A Community Devoted to the Preservation and Practice of Celestial Navigation and Other Methods of Traditional Wayfinding
From: Lu Abel
Date: 2009 Jan 06, 14:58 -0800
Thanks, you actually caught an error I made in my comments. The 1 nm for every 4 seconds applies to an observer on the equator with a body directly east or west of him. That's because the speed of the earth's surface due to rotation is 1/4 nm per second at the equator. But as I move towards the poles, my speed drops proportionally to the cosine of my latitude (because my distance from the earth's axis is proportional to cos(L)). So, for example, at 60 deg latitude, my speed is only 1/8 nm per second.
Federico Rossi wrote:
If I’ve understood well, this error doesn’t depend on your latitude on earth, i.e. it’s a maximum of 1 nm for every 4 seconds (for bodies due east or west) whether you are on the equator or far from it, does it?
Irv and Bill:
It's a MAXIMUM of 1 NM for every 4 seconds, not a minimum.

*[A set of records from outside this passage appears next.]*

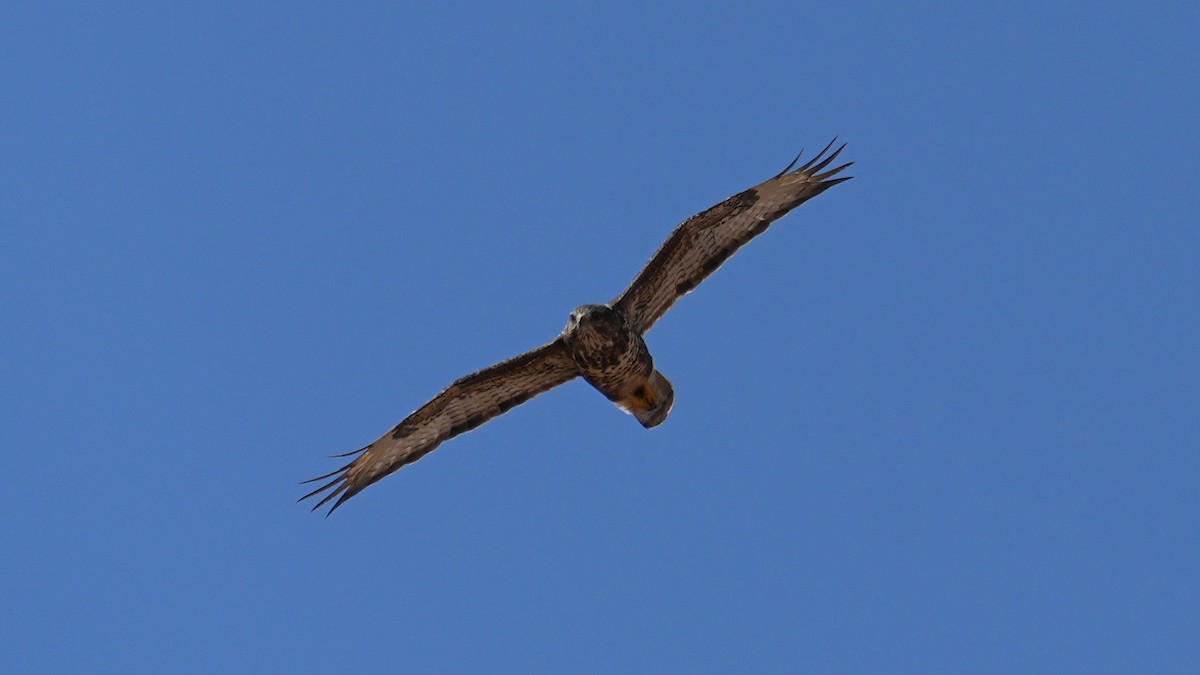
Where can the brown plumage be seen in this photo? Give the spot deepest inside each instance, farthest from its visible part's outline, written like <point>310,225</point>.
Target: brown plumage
<point>603,344</point>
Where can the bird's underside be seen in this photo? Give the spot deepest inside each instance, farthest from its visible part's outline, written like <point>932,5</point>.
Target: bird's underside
<point>601,344</point>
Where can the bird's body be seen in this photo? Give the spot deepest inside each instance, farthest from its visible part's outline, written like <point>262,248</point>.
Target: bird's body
<point>613,358</point>
<point>604,344</point>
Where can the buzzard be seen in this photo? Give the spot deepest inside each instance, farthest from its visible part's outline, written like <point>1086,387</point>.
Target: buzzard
<point>603,344</point>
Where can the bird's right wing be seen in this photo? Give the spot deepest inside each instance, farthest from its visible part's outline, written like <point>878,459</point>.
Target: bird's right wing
<point>702,243</point>
<point>465,405</point>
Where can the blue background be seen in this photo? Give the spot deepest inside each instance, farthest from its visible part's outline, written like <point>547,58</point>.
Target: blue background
<point>946,417</point>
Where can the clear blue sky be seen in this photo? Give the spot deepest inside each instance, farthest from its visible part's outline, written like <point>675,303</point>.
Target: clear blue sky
<point>946,417</point>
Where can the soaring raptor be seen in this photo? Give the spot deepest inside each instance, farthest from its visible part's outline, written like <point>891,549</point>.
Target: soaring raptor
<point>603,344</point>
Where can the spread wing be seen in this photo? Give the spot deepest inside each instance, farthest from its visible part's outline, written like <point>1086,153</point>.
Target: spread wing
<point>707,239</point>
<point>461,407</point>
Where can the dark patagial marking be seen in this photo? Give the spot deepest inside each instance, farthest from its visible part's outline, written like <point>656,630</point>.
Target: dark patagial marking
<point>467,425</point>
<point>514,401</point>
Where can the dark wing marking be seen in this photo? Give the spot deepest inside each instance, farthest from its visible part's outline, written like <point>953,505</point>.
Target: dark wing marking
<point>707,239</point>
<point>461,407</point>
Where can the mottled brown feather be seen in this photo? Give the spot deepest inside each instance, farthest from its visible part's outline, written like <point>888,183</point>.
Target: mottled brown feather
<point>702,243</point>
<point>465,405</point>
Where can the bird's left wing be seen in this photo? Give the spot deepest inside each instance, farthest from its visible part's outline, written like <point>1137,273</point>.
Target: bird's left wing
<point>707,239</point>
<point>465,405</point>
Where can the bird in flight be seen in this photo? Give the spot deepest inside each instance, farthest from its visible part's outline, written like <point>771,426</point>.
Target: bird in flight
<point>601,344</point>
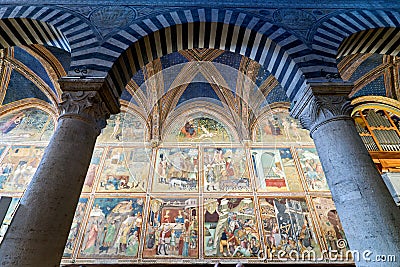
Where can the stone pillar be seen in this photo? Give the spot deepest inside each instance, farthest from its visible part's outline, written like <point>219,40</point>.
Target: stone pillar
<point>369,216</point>
<point>40,227</point>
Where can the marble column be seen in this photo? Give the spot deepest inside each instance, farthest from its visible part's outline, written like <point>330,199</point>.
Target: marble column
<point>369,216</point>
<point>40,227</point>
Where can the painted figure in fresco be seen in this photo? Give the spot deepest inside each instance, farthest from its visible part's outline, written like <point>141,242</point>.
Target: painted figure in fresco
<point>230,229</point>
<point>5,171</point>
<point>75,227</point>
<point>92,238</point>
<point>12,123</point>
<point>230,172</point>
<point>114,228</point>
<point>188,130</point>
<point>286,128</point>
<point>205,134</point>
<point>117,132</point>
<point>210,178</point>
<point>174,229</point>
<point>132,244</point>
<point>163,165</point>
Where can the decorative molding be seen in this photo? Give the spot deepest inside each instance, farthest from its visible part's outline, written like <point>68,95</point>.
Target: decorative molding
<point>85,105</point>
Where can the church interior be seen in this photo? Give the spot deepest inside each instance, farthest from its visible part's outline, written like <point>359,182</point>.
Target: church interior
<point>158,133</point>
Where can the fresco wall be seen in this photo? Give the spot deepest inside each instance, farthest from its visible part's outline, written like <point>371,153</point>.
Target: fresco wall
<point>191,201</point>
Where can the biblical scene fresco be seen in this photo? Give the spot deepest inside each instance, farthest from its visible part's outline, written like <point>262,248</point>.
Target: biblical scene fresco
<point>113,228</point>
<point>18,167</point>
<point>225,170</point>
<point>312,169</point>
<point>123,127</point>
<point>176,170</point>
<point>230,228</point>
<point>125,170</point>
<point>288,228</point>
<point>75,227</point>
<point>7,219</point>
<point>172,228</point>
<point>200,130</point>
<point>331,228</point>
<point>280,127</point>
<point>93,169</point>
<point>2,148</point>
<point>275,170</point>
<point>26,125</point>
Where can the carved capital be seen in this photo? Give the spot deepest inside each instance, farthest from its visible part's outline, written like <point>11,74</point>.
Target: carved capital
<point>322,109</point>
<point>85,105</point>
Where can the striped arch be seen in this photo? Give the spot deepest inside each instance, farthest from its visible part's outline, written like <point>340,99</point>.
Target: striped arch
<point>384,41</point>
<point>353,32</point>
<point>274,48</point>
<point>25,25</point>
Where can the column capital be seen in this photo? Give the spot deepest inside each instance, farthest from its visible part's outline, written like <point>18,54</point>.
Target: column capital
<point>85,105</point>
<point>321,104</point>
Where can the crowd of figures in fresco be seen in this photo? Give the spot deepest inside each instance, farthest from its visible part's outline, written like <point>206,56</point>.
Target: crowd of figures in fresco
<point>230,228</point>
<point>177,202</point>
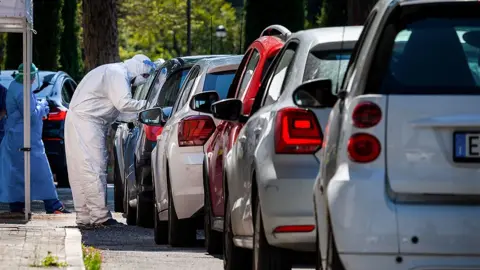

If the body you're sighting is directly north or south of you, even a fairly significant time error would result in a very minimal shift in the LOP produced by the body (the extreme example is Polaris). On the other hand, if the body you're sighting is directly east or west, then it's Geographic Position is moving by 1 NM every four seconds and any LOP developed from that sight would be off by 1 NM for every four seconds of clock error.
Irv Haworth wrote:
Minimum of 1 NM for every 4 seconds..( a quick answer)..
Irvin F Haworth
W, Van BC Canada
As a beginning celestial navigator, I am wondering how much time and watch accuracy is actually required for practical navigation. Can we predict how many miles off one would be for every second of time error?